City states might seem a thing of the past. Athens, Danzig, Venice — all became part of nation states. Except for Monaco and the Vatican in Rome, the only true city state remaining is Singapore although Hong Kong and Macau enjoy a high degree of autonomy within China. But as cities rise and become global cities, could the city state make a comeback?
In the West, high-profile mayors make the case for increasing cities’ autonomy. Consider London’s Boris Johnson and New York’s Michael Bloomberg. Both are larger than life figures who are able to enact policies and regulations that affect millions under their administration. Indeed, there was talk of letting London become a city state not so long ago.
As they become ever more just a node in the new global economy, such Western cities’ economic and political power rises. London has seen property prices increase 70 percent since the financial crisis of 2008 while in other parts of the United Kingdom, they remain below the peak level. To someone from the English Midlands, the capital feels like an entirely different world culturally.

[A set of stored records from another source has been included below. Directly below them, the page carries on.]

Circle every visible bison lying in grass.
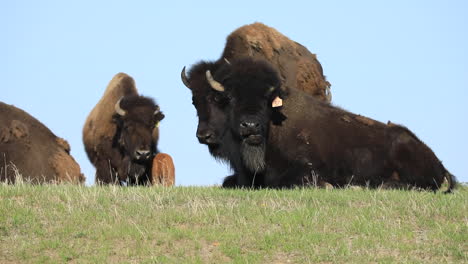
[181,23,331,187]
[0,102,85,184]
[208,58,456,192]
[83,73,174,185]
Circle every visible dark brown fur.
[0,102,85,184]
[83,73,164,185]
[216,58,455,191]
[188,23,331,187]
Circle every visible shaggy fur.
[215,58,456,192]
[151,153,175,187]
[187,23,330,187]
[0,102,85,184]
[83,73,164,185]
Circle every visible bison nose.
[197,131,213,143]
[240,122,260,128]
[135,150,151,159]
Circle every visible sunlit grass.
[0,184,468,263]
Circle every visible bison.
[181,23,331,187]
[0,102,85,184]
[83,73,164,185]
[210,58,456,192]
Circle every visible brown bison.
[181,23,331,187]
[211,58,456,192]
[0,102,85,184]
[83,73,164,185]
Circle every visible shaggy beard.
[241,142,266,172]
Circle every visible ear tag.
[271,96,283,108]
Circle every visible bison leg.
[151,153,175,187]
[222,174,238,189]
[96,160,120,184]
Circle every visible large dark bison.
[207,58,456,192]
[83,73,164,185]
[0,102,85,184]
[181,23,331,187]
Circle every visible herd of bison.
[0,23,456,192]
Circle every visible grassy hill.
[0,184,468,263]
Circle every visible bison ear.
[154,112,165,125]
[180,66,191,89]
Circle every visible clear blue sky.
[0,0,468,185]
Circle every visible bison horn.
[180,66,190,89]
[206,70,224,92]
[153,105,159,115]
[114,97,126,116]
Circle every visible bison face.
[206,59,281,172]
[114,96,164,164]
[181,62,231,157]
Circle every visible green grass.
[0,184,468,263]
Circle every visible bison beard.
[241,141,266,173]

The same pattern is emerging in other Western global cities such as New York. Their interconnectedness with a globalized economy and their political autonomy seem to reenforce one another.
Economically, the coming global city revolution will be in the East, however. Of the 74 most powerful cities, 29 are expected to be in China by 2025. Some, like Shanghai and the manufacturing hub Shenzhen, can already be considered global cities. Others, such as Fuzhou and Xiamen, are little known outside China, even if they rival London and New York in size.
Europe, meanwhile, will manage only three cities on the list by 2025 — London, Paris and Germany’s Rhine-Ruhr conurbation. The United States finishes second to China with thirteen.
It will not only be the mega- and global cities contributing to global growth. McKinsey, a consultancy, found that 577 cities with populations between 150,000 and ten million will be seen contributing more than half of the world’s economic growth by the year 2025.
To give scale to China’s urbanization: the country will have nearly a billion urbanites by 2025 and an astonishing 221 cities with populations over one million. China’s urbanization is happening at one hundred times the scale of the world’s first country to urbanize — Britain — and at ten times the speed.
Will the Chinese cities come of age politically, as they will economically? Will they follow the trend in the West and assert autonomy?
This can only happen if China’s cities become connected with the global economy as well. A global city isn’t defined by economic output alone. It must have an influence in world affairs, attract foreign businesses and workers and be altogether considered cosmopolitan in its outlook. Most of China’s cities, no matter how big, do not yet qualify.
To get there, China’s cities will have to become better places to live, especially if they are to attract expatriates. This means cutting down pollution, traffic — no more nine day traffic jams! — and weakening the central government’s authority. China’s cities won’t rival London or New York when they can’t properly police themselves, provide for local infrastructure and maybe levy some of their taxes as well.
Elected mayors would also help. But that sort of political reform still seems a long way off in authoritarian China.